Worldwide cities are establishing efforts to collect urban traffic data from various modes and sources. Integrating traffic data, together with their situational context, offers more comprehensive views on the ongoing mobility changes and supports enhanced management decisions accordingly. Hence, cities are becoming sensorized and heterogeneous sources of urban data are being consolidated with the aim of monitoring multimodal traffic patterns, encompassing all major transport modes—road, railway, inland waterway—, and active transport modes such as walking and cycling. The research reported in this paper aims at bridging the existing literature gap on the integrative analysis of multimodal traffic data and its situational urban context.
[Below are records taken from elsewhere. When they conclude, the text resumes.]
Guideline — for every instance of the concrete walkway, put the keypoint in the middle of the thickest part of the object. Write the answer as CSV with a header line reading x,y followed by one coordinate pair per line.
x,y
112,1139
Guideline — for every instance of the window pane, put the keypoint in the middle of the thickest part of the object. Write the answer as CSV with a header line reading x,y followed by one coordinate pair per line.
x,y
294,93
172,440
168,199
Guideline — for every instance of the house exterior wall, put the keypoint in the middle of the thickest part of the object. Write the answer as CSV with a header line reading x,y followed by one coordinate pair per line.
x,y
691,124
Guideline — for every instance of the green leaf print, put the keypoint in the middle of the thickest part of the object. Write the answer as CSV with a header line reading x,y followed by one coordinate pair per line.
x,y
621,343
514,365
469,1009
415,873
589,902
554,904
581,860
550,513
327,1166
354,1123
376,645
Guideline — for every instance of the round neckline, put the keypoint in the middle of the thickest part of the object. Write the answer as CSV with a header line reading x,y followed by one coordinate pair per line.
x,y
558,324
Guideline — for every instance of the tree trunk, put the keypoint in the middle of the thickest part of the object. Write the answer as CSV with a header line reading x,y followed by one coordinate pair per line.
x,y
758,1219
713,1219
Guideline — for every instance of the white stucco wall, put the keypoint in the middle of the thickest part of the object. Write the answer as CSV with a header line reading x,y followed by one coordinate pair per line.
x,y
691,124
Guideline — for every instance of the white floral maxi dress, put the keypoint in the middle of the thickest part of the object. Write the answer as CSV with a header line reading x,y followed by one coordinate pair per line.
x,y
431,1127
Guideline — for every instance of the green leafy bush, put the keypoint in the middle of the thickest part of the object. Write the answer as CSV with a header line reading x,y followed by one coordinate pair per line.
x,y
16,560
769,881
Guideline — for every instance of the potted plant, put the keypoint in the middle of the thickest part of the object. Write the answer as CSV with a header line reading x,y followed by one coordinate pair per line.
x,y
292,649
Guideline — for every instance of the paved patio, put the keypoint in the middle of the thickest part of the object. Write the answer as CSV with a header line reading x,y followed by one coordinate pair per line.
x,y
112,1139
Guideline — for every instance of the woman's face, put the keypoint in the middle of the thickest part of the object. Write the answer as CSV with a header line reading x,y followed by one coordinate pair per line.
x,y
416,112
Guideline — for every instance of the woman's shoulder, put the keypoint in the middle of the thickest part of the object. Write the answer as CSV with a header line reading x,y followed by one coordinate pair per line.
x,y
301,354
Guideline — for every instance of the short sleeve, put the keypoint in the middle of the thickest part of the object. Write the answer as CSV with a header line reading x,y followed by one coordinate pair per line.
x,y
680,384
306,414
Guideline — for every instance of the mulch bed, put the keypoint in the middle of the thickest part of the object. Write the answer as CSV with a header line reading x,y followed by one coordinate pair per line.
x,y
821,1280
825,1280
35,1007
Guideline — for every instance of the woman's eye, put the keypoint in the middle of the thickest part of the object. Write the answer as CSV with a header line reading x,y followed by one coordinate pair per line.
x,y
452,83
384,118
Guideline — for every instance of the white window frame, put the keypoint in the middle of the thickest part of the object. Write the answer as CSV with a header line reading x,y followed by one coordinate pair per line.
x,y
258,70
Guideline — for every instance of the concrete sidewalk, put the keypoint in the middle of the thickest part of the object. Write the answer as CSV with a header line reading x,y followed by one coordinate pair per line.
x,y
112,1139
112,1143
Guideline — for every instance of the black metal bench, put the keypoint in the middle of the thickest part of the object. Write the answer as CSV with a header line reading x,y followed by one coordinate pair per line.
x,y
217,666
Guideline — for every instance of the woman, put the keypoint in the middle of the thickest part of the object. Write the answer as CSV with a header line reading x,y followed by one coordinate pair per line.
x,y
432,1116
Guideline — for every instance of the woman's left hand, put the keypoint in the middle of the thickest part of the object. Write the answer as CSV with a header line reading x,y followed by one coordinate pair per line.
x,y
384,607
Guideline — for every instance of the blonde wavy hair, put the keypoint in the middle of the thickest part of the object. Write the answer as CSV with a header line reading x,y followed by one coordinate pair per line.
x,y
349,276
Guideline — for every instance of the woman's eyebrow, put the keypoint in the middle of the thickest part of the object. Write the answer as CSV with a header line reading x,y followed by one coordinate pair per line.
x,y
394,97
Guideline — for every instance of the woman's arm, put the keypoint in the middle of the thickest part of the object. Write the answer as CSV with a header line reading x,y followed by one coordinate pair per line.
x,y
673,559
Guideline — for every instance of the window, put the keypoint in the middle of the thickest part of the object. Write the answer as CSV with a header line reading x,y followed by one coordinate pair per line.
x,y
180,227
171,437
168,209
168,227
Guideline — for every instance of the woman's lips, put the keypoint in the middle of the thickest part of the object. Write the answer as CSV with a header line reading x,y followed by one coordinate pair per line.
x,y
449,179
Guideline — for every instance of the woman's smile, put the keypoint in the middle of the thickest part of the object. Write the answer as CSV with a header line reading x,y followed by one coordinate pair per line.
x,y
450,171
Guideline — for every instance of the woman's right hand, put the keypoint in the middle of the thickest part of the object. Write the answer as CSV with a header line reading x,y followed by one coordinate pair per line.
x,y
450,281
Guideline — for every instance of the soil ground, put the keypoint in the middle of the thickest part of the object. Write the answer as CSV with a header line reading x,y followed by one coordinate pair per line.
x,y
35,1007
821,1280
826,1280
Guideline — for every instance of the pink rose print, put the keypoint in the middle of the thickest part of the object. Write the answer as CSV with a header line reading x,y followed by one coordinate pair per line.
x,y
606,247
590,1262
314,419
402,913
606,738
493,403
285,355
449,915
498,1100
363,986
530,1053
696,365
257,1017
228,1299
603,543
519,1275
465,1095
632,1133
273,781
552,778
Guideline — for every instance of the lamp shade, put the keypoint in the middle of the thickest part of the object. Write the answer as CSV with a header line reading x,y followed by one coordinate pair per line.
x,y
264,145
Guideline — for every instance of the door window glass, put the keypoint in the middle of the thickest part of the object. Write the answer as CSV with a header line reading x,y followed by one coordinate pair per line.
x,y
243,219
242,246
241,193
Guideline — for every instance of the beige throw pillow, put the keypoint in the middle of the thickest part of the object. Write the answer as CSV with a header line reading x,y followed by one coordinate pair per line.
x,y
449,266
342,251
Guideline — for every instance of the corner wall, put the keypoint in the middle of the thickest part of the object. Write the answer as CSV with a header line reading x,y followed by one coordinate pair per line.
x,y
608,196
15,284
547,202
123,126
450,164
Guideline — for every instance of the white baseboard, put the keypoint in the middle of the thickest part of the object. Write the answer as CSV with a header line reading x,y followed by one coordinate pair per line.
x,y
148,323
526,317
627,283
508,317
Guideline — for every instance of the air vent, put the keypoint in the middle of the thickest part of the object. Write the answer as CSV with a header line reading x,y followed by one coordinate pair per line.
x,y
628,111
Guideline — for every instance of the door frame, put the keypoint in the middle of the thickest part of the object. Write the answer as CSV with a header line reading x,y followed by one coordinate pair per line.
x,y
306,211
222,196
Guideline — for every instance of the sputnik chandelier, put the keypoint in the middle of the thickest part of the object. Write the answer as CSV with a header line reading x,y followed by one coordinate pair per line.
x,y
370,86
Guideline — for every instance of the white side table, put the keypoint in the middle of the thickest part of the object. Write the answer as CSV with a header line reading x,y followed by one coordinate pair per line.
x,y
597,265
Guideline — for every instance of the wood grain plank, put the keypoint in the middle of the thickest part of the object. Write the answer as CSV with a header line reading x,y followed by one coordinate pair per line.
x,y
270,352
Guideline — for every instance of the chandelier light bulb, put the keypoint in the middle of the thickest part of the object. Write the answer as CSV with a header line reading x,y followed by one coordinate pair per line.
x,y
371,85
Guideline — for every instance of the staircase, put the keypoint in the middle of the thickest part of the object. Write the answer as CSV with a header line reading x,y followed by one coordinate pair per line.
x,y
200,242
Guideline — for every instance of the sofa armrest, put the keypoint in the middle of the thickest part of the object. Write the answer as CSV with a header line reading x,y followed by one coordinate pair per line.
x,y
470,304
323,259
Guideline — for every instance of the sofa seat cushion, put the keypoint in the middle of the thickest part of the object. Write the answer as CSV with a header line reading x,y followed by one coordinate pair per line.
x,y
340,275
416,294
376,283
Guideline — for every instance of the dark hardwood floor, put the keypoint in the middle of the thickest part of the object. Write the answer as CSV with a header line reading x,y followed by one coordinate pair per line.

The reported work is anchored on the major findings and contributions from the research and innovation project Integrative Learning from Urban Data and Situational Context for City Mobility Optimization (ILU), a multi-disciplinary project on the field of artificial intelligence applied to urban mobility, joining the Lisbon city Council, public carriers, and national research institutes. The manuscript is focused on the context-aware analysis of multimodal traffic data with a focus on public transportation, offering four major contributions. First, it provides a structured view on the scientific and technical challenges and opportunities for data-centric multimodal mobility decisions. Second, rooted on existing literature and empirical evidence, we outline principles for the context-aware discovery of multimodal patterns from heterogeneous sources of urban data. Third, Lisbon is introduced as a case study to show how these principles can be enacted in practice, together with some essential findings. Finally, we instantiate some principles by conducting a spatiotemporal analysis of multimodality indices in the city against available context. Concluding, this work offers a structured view on the opportunities offered by cross-modal and context-enriched analysis of traffic data, motivating the role of Big Data to support more transparent and inclusive mobility planning decisions, promote coordination among public transport operators, and dynamically align transport supply with the emerging urban traffic dynamics.

Highlights

  • In the last decade, road traffic and mobility needs have increased significantly, especially in urban and metropolitan areas, a result of the socioeconomic growth and recent pandemic pressures [4]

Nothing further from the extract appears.